Introduction

What do libraries and databases have in common? Superficially, nothing -- one's a place where people go to get books, the other is a program for storing data. So they're totally different, right? Not so fast ...

Libraries and Databases: definitions

Libraries are building that have shelves full of books on all topics. Patrons are allowed to come and borrow books, provided they have a library code and they return the books later. The books are organized in a specific way on the shelves that makes it easy to find them. There are many librarians to help patrons in case of difficulties. Periodically, the library buys new books and gets rid of old ones.

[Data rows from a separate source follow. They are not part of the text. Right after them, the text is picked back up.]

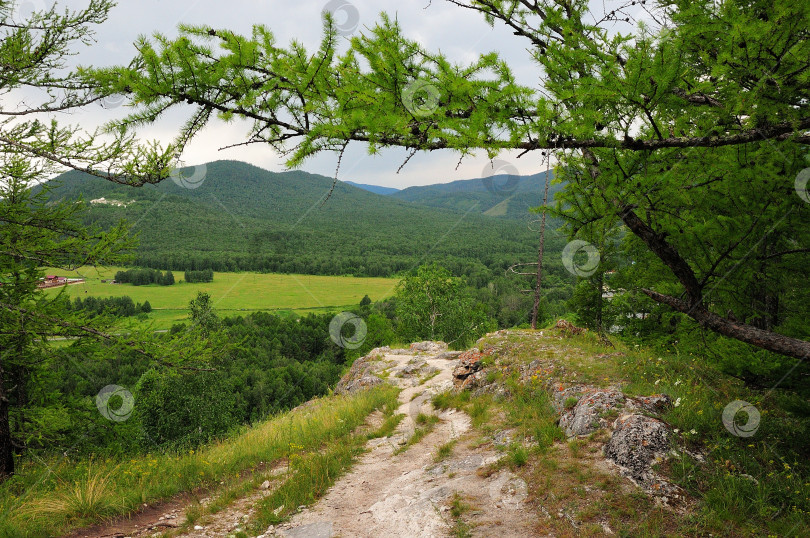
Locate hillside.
[345,181,399,196]
[19,322,808,538]
[391,172,563,220]
[42,161,563,276]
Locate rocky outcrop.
[453,350,483,389]
[335,347,391,394]
[335,375,383,394]
[411,341,447,354]
[603,414,686,505]
[560,390,625,437]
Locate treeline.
[115,269,174,286]
[70,295,152,316]
[34,306,356,454]
[183,269,214,283]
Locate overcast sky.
[30,0,556,188]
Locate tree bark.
[0,366,14,481]
[532,163,551,329]
[641,289,810,359]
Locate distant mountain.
[344,181,399,196]
[41,161,564,276]
[391,172,563,219]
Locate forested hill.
[42,161,563,276]
[391,172,563,219]
[346,181,399,195]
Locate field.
[46,267,398,329]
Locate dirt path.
[262,352,533,538]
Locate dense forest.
[0,0,810,536]
[39,161,565,278]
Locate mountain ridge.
[42,161,553,276]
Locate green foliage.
[134,369,240,446]
[183,269,214,283]
[94,0,810,359]
[115,269,174,286]
[41,161,570,282]
[396,264,494,347]
[70,295,152,316]
[188,291,219,336]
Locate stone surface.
[560,390,625,437]
[411,341,447,354]
[453,350,483,388]
[604,414,669,487]
[276,521,332,538]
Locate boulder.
[335,348,388,394]
[560,390,624,437]
[604,414,669,489]
[453,350,483,386]
[411,341,447,353]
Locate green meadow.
[46,267,398,329]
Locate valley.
[48,267,398,330]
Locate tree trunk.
[532,161,551,329]
[0,366,14,481]
[641,289,810,360]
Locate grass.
[46,267,397,329]
[468,329,810,536]
[0,385,397,537]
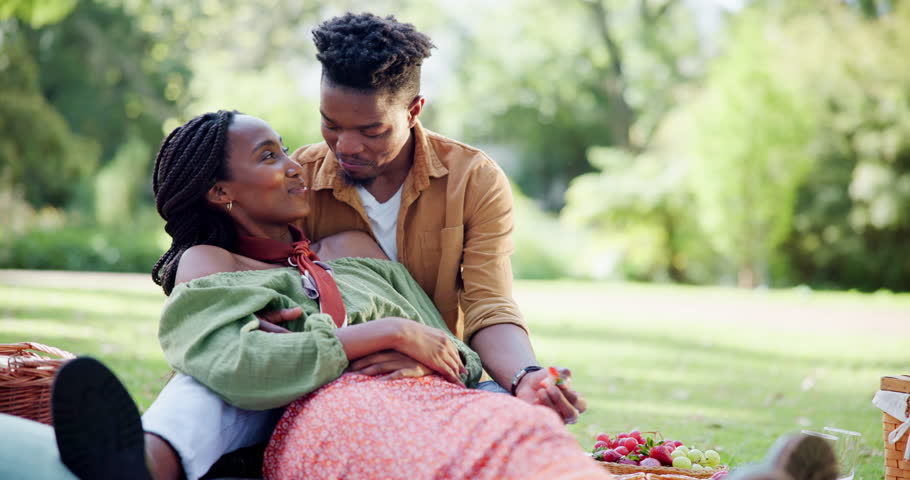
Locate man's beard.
[338,168,376,188]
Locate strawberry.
[639,457,660,467]
[650,445,673,465]
[600,449,622,463]
[619,437,638,452]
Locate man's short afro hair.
[313,12,434,100]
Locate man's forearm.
[471,323,537,390]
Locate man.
[284,13,585,416]
[50,14,585,480]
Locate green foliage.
[94,137,153,227]
[446,0,700,210]
[0,0,78,28]
[689,11,815,286]
[0,20,98,206]
[512,185,578,279]
[0,225,164,272]
[783,2,910,290]
[23,0,189,165]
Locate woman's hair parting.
[313,13,433,101]
[152,110,237,295]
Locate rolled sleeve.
[459,160,527,342]
[159,274,348,410]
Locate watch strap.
[512,365,543,397]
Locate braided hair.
[152,110,238,295]
[313,13,434,102]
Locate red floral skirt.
[263,373,610,480]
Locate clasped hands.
[256,307,438,380]
[257,307,587,424]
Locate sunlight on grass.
[0,271,910,480]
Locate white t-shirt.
[357,184,404,262]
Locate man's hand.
[348,350,433,380]
[515,368,588,423]
[256,307,303,333]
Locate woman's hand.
[348,350,433,380]
[386,317,467,385]
[515,367,588,423]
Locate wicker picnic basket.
[0,342,75,425]
[597,461,726,478]
[881,375,910,480]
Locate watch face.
[512,365,543,396]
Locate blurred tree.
[0,0,77,28]
[0,18,98,206]
[769,1,910,291]
[689,12,815,287]
[0,0,189,210]
[448,0,702,209]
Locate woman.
[146,111,608,479]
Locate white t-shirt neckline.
[356,184,404,262]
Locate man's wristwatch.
[512,365,543,397]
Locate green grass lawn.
[0,270,910,479]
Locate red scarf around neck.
[237,225,347,328]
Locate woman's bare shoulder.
[174,245,238,283]
[314,230,389,261]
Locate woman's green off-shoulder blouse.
[158,258,481,409]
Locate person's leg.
[54,357,282,480]
[0,413,77,480]
[51,357,152,480]
[727,434,837,480]
[142,373,284,480]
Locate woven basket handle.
[0,342,76,368]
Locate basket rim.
[595,459,727,478]
[0,342,76,360]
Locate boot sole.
[51,357,152,480]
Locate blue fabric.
[0,413,78,480]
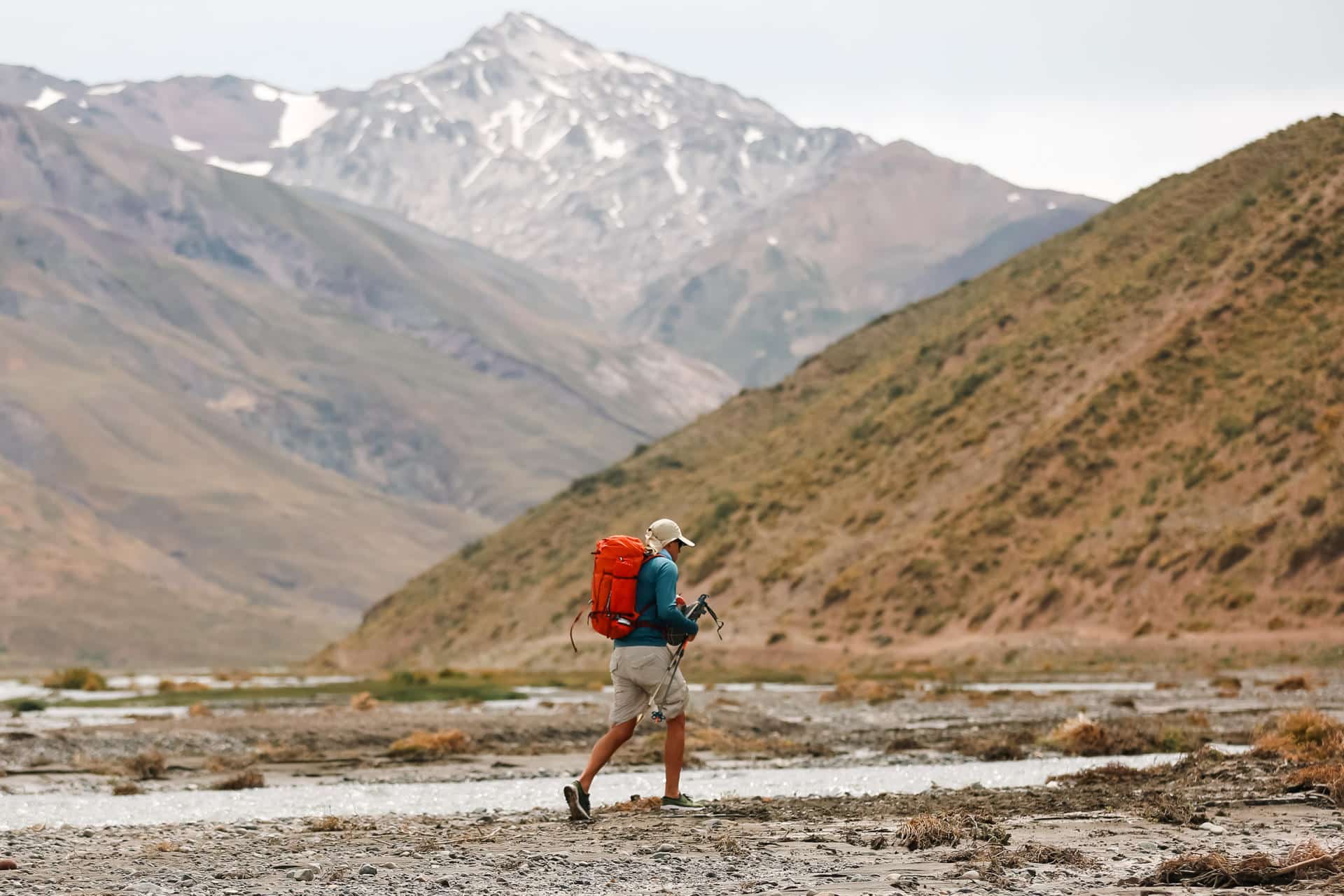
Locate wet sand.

A database is a program for the electronic storage, retrieval, and analysis of data. Rows of data are stored in tables; tables have columns for storing units of data. Programs can access the database, provided they have a username and password, and permissions. Databases are highly optimized to provide efficient access to data. Rows may be added and deleted from tables.

A shallow comparison

For the rest of this article, I'll investigate, compare, and contrast facets of libraries with corresponding facets of databases.

patron: client program

A patron is a person who uses a library; a client program uses a database.

librarian: in-memory caching

A librarian assists patrons, helping decrease the time they spend trying to accomplish tasks at the library. Librarians are paid for their time. Databases can cache query results, indexes, and data pages in memory to answer client requests faster. Such caching uses valuable memory. Thus, both increase the efficiency of their respective systems, at the cost of system resources.

checking out books: locking rows and tables

A patron may check out a book from the library, and take that book home, during which time he or she is the only one able to use the book. A database transaction may place a lock on a row or a table, preventing access for other transactions until it is finished. Thus, both of these restrict concurrent access to resources.

Non-borrowable materials: access control policies

Some library items are not available for checkout: magazines and reference books often must be read in the library. Similarly, database systems use permissions to control and limit access to tables, schemas, and attributes.

physical location of books on shelves: physical location of rows on disk

Books are placed on shelves in aisles, close to some books (i.e. on the same shelf), but far from others (i.e. on a different floor). They're organized by the Dewey decimal system. Rows are placed on disk in pages and files, close to some rows and far from others -- based on rotational latency and seek time of the hard disk. Rows are organized by the clustered index.

looking at nearby books: reading nearby rows

Imagine how long it would take to find 15 books scattered throughout the library, given only their Dewey decimal numbers. How much faster would it be to find 15 books sitting on the same shelf? (Answer: seconds versus minutes) Similarly, it can be faster to read 10000 sequential rows from a database, than to read 15 randomly scattered rows.

card catalog: secondary index

A card catalog is a listing of all the books in the library, typically sorted by author. The advantage of such a listing is that books can easily and quickly be found by author (or any author cataloged attribute) -- simply find the author's entries in the card catalog, read off the Dewey decimal numbers, and locate the books. Similarly, database rows can be quickly searched using an indexed attribute. The index stores the column's values in sorted order, along with a primary key value or row pointer. This can dramatically decrease the search time and disk usage.

Summary

Libraries and databases are both repositories of information; the one stores that information in books, and the other in rows and tables. Both have evolved mechanisms for efficient searching, restricted access, and isolation of physical layout from logical layout. I'm not up to speed on the history of databases, but I'd guess that at least some inspiration for their design was taken from analyzing libraries!